Et au fond, j'ai presque l'impression troublante que la mort elle-même a pris exactement la même décision que moi. Comme si tout avait été écrit depuis le début. Comme si le parchemin que je traîne partout n'était qu'un écho fidèle de ce que je savais déjà dans mes tripes.
Cette sale mioche doit disparaître définitivement, avant qu'elle ne commence à ouvrir sa bouche au mauvais moment, devant les mauvaises personnes. Parce que Cerise, c'est précisément ce genre d'enfant qui parle beaucoup trop, qui regarde beaucoup trop attentivement, qui devine des choses qu'elle ne devrait absolument pas. Et moi, je n'ai pas le droit de la laisser divulguer quoi que ce soit de mon identité à qui voudra bien écouter ses histoires.

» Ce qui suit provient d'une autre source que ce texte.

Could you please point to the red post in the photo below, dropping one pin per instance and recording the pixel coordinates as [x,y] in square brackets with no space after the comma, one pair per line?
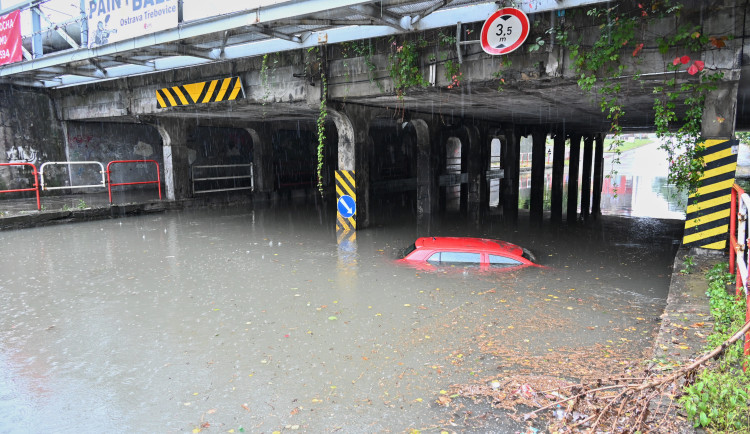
[157,182]
[36,183]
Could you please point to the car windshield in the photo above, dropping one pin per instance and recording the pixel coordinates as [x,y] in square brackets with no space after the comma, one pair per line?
[408,250]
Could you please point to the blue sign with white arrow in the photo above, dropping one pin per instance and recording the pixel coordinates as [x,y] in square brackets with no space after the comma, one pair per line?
[347,206]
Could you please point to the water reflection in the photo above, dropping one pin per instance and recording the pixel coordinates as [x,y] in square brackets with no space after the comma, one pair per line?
[260,319]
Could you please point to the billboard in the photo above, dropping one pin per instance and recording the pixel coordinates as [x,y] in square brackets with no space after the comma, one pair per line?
[10,38]
[117,20]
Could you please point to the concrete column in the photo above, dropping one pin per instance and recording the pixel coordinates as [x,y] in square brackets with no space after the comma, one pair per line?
[472,152]
[427,170]
[575,156]
[263,172]
[596,201]
[558,170]
[176,158]
[536,207]
[354,153]
[588,148]
[512,168]
[707,220]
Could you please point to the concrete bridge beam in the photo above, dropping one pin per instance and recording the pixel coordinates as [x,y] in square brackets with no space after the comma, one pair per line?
[355,152]
[588,151]
[575,157]
[536,206]
[176,158]
[263,172]
[596,200]
[428,189]
[511,180]
[558,170]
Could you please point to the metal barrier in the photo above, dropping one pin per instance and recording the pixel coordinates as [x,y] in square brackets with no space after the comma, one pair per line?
[69,163]
[109,181]
[738,247]
[223,169]
[36,183]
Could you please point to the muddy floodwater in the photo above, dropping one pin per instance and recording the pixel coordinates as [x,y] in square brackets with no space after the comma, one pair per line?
[255,319]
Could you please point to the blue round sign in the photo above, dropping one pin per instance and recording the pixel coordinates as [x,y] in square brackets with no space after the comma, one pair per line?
[347,206]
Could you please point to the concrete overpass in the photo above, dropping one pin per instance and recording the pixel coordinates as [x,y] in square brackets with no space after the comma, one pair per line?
[282,50]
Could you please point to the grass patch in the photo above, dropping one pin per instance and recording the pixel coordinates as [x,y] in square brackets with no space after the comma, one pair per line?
[626,146]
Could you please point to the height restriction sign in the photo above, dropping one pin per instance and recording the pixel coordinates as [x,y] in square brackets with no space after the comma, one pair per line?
[504,31]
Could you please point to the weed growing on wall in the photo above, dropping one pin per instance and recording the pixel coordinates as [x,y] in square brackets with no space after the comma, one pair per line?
[601,68]
[717,398]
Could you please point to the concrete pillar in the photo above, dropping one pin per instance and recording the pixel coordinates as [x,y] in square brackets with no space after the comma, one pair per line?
[707,215]
[512,168]
[263,171]
[558,170]
[176,158]
[596,200]
[473,153]
[354,153]
[575,156]
[588,149]
[427,170]
[536,206]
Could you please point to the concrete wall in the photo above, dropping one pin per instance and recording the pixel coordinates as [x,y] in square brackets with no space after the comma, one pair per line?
[29,133]
[108,141]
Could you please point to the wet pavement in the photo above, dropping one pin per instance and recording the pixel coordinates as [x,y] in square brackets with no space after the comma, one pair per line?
[252,318]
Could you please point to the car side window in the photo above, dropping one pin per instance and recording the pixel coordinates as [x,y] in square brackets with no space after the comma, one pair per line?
[502,261]
[455,258]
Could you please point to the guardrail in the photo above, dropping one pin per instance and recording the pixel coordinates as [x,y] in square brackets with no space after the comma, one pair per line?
[109,180]
[738,247]
[223,173]
[69,163]
[36,183]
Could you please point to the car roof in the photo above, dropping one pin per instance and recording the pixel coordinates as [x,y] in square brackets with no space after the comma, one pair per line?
[483,244]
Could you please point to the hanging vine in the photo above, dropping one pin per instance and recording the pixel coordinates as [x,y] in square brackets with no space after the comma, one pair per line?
[321,121]
[601,67]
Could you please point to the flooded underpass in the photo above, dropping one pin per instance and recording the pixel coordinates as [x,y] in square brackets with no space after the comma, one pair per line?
[254,319]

Je suis assise sur ce qui est censé être mon lit. Mais soyons parfaitement clairs : c'est pas un lit, c'est une mer écœurante de peluches roses, de nounours aux sourires stupidement figés, de bisounours à la tronche débile. Un amas sucré, ridicule, qui n'a absolument rien à voir avec moi.
Je pousse un long soupir, presque un râle de dégoût.
— Pff... heureusement qu'y avait pas ça à l'époque..., je souffle pour moi-même.
À l'époque. Celle que personne ne connaît vraiment, celle qui est censée être effacée des mémoires.
Je m'affale, mes bras écartés sur ce tas de couleurs criardes et infantiles. Chaque seconde passée dans cette chambre me donne l'impression étouffante d'être enfermée dans une vie qui n'est pas la mienne. Une vie qui aurait dû s'arrêter depuis longtemps.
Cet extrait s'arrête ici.